Everyone in the world has car races; you got your Indy, your NASCAR, your Formula 1. You got the Baja. But there's a purity to drag racing; it's a sprinting event instead of distance. Who can do an eighth of a mile fastest? It doesn't matter if you destroy your engine doing it; all that matters is crossing that finish line first.

It started not far from where I live, in fact. In the 1950's, guys who came home from the war got into jazzing up their cars to making them faster: the hotrods. Of course, it was inevitable that they'd want to try their machines out against one another, and for a while they did it on city streets. But that was dangerous and stupid (and illegal) and hotrodders from Los Angeles started going out to a dry lakebed east of the city and doing their racing there. (I drive by it every time I go to Vegas on vacation; it's just off I-15 near near Baker.) That was the seed.

It became popular, and it eventually became a spectator sport. I remember sometimes seeing it on TV in the 1960's, although the machines back then were a lot different than they are now. The Top Fuel dragsters then used to put the driver at the very back, behind the rear wheels. Now the driver sits mid-chassis, in front of the engine; I think that it was changed for safety reasons. If the engine burned in the old design, the flames would get the driver.

It appeals to the American psyche: raw power, good engineering, and man-to-man competition. What more could you ask?

Modern racing is fantastically expensive; a top team may arrive at the race with a separate engine prepared for each heat to swap between races. A racing team (and it is a team sport) travels around with a moving van full of parts and tools, going from one race to the next. The sport is financed by advertising and sponsorships.

There are a lot of drivers I see, but there are three I find myself particularly looking for. One, alas, is now retired. Eddie Hill had a really bad accident one time (I was cringing when I watched it; his engine exploded) and after he got out of the hospital he wasn't able to find a sponsor for the next season. I think he'd love to be racing still, despite the fact that he's about 60, but it just isn't in the cards. It is a shame; the man ate and slept racing, and he was good. But the sport requires a river of money.

John Force is a real character. Not only is he a great driver but he's also a motor mouth; the interviews with him are always a kick. He drives funny cars, which are amazing machines.

The coolest one, though, is Angelle Savoie. She drag-races a motor-cycle, and these days she's favored to win any race she enters. They always seed her and another racer named Antron Brown on opposite sides of the competition tree because more often than not they meet in the final.
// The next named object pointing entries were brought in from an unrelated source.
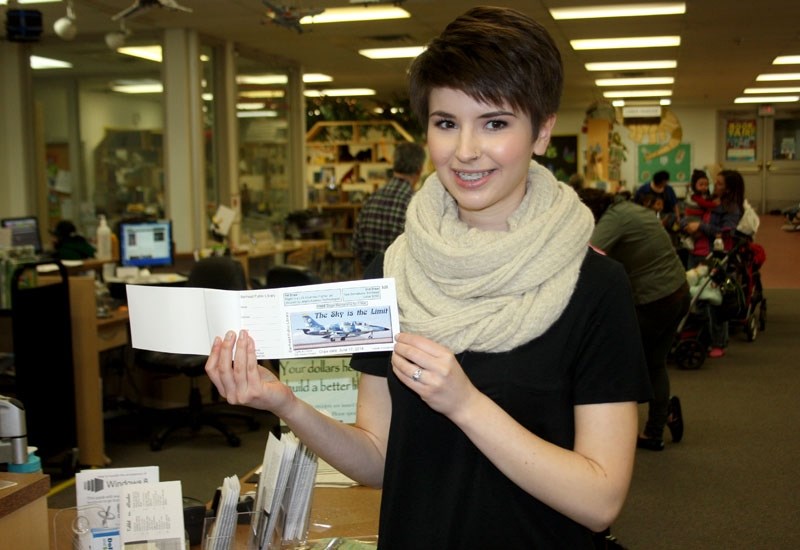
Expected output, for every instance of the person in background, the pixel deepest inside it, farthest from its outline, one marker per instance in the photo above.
(697, 207)
(660, 187)
(629, 233)
(722, 222)
(383, 215)
(506, 416)
(68, 244)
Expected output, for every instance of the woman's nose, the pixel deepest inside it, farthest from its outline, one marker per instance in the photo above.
(468, 147)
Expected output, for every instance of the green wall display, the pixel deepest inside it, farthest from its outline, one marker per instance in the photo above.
(678, 162)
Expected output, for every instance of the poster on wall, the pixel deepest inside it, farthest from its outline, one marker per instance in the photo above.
(561, 157)
(740, 140)
(678, 162)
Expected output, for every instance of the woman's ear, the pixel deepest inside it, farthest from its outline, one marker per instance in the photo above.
(543, 138)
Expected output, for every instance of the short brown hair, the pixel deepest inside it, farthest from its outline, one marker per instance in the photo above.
(494, 55)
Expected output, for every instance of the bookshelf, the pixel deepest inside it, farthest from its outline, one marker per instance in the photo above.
(346, 161)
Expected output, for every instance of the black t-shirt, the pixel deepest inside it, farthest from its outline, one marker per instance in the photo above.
(440, 492)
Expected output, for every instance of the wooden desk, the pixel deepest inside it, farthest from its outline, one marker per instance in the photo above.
(23, 511)
(90, 336)
(273, 251)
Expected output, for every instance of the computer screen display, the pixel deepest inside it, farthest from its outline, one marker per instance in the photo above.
(145, 244)
(24, 231)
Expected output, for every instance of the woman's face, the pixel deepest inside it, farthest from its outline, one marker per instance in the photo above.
(481, 153)
(719, 186)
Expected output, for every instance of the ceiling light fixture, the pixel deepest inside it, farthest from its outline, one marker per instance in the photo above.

One thing that is amazing about Angelle is that she has now won more competitions than any woman in history. Last year she surpassed the legendary Shirley Muldowney's life-time record. At age 31 Angelle is going strong and shows no sign of giving up the game any time soon, so she's going to rack up one hell of a career record before she's done.

She married her pitboss; it's like something out of a fairy tale. She's got long hair, and when she races it streams out behind her as she goes down the course. She kicks serious ass. (My kind of woman.)

How many ladies do you know who can do 180 mph on an eighth on a motorcycle?

Update 20020218: Andy writes to point out that drag racing is a quarter mile, not an eighth. <blush> He also points out that Monster Trucks are perhaps even more quintessentially American. He's right on both counts.